The spread of hydrogen-powered personal transportation will come with the opening of the hydrogen mines and the distribution of hydrogen through the gaslines yet to be built.
No matter how far the technology has come, hydrogen is still notoriously difficult to extract, in terms of freeing it from the molecular bonds that hold it, and its relatively high reactivity with any containment vessel it may be put into. The problem with extracting hydrogen from water, is that it requires about as much energy to break the bonds that join hydrogen and oxygen, as the energy yielded when hydrogen recombines with oxygen.
Energy that comes from - electricity. There has to be a primary generator of electricity, be it the sun, or a nuclear power plant, or hydroelectric power, or even (Heaven forbid!) those giant bird Cuisinarts called wind turbines. Coal- or gas-fired power plants would simply defeat the original purpose.

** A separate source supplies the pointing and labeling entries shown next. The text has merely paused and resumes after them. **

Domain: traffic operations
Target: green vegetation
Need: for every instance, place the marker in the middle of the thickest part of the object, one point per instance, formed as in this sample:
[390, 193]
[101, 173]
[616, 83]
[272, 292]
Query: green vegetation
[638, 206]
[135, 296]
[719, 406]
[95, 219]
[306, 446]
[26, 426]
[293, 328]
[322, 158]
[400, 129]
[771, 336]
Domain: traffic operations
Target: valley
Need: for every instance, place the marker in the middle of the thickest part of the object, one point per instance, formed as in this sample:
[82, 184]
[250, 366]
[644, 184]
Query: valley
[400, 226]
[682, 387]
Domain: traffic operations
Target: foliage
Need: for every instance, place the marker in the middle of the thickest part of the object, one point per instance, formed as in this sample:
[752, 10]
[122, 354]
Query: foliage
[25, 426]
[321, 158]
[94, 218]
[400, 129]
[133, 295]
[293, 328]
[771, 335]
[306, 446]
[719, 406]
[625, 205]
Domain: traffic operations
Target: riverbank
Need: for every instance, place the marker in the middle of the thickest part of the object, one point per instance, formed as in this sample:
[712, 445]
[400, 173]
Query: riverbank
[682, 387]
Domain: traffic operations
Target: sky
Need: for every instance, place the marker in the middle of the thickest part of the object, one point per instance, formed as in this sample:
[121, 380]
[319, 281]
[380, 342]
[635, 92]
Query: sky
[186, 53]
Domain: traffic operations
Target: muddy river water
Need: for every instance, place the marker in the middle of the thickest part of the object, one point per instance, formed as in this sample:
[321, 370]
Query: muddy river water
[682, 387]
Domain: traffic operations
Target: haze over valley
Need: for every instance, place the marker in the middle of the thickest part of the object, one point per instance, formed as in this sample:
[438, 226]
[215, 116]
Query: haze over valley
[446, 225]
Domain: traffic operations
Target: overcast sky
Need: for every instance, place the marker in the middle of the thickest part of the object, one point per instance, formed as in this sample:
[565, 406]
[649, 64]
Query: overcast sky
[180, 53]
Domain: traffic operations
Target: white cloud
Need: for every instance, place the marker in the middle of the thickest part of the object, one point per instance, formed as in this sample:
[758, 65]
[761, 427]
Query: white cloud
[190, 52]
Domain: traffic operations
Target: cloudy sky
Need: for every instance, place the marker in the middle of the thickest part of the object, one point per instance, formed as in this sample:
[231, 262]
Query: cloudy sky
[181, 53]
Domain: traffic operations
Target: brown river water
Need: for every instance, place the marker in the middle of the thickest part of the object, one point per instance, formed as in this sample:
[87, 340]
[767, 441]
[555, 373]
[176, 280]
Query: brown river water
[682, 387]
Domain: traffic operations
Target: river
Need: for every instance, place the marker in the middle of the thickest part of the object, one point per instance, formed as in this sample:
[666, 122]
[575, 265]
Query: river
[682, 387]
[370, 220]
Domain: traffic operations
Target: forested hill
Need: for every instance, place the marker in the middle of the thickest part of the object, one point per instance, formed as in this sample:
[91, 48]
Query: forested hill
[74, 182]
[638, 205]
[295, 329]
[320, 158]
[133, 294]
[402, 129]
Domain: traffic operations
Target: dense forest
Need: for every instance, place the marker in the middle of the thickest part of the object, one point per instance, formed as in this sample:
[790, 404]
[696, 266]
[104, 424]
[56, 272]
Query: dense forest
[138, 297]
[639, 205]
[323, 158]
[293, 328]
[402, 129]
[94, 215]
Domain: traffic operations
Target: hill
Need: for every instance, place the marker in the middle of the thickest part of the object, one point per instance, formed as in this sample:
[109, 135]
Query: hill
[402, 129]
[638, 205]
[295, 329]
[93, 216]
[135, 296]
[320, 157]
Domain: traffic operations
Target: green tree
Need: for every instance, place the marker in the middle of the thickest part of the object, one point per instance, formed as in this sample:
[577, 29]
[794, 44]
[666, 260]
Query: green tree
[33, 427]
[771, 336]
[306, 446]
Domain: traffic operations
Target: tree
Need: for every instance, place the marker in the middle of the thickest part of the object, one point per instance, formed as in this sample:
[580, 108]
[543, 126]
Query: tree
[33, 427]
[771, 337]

Hydrogen is also a very difficult element to bottle up and transport, as it reacts with the material of a pipeline, forming a metal hydride, or it simply seeps out through the molecular structure of any synthetic material, say like Teflon, or most plastic materials, as the hydrogen is the smallest and lightest of elements, and easily fills in the interstices that exist in virtually every other molecular structure.
If hydrogen is chilled to low enough temperature, it could be transported as a liquid, but cryogenic transport has its own set of problems, like, for example maintaining the sufficiently low temperature of -252.87 C., some 20 degrees above absolute zero.
You meant that as a joke?
While hydrogen adds a complexity (cost), it is not a barrier. We have had hydrogen in industrial services for decades, even hundreds of miles of hydrogen pipelines.
A new 180-mile-long pipeline is being constructed to connect to existing Louisiana and Texas hydrogen pipeline systems. This integrated pipeline system will unite over 20 hydrogen plants and over 600 miles of pipelines to supply the Louisiana and Texas refinery and petrochemical industries with more than one billion cubic feet of hydrogen per day.
Nuclear power is the obvious choice for a tool to generate hydrogen from water. But nuke power is in a very difficult position these days, despite the incredible advances in technology.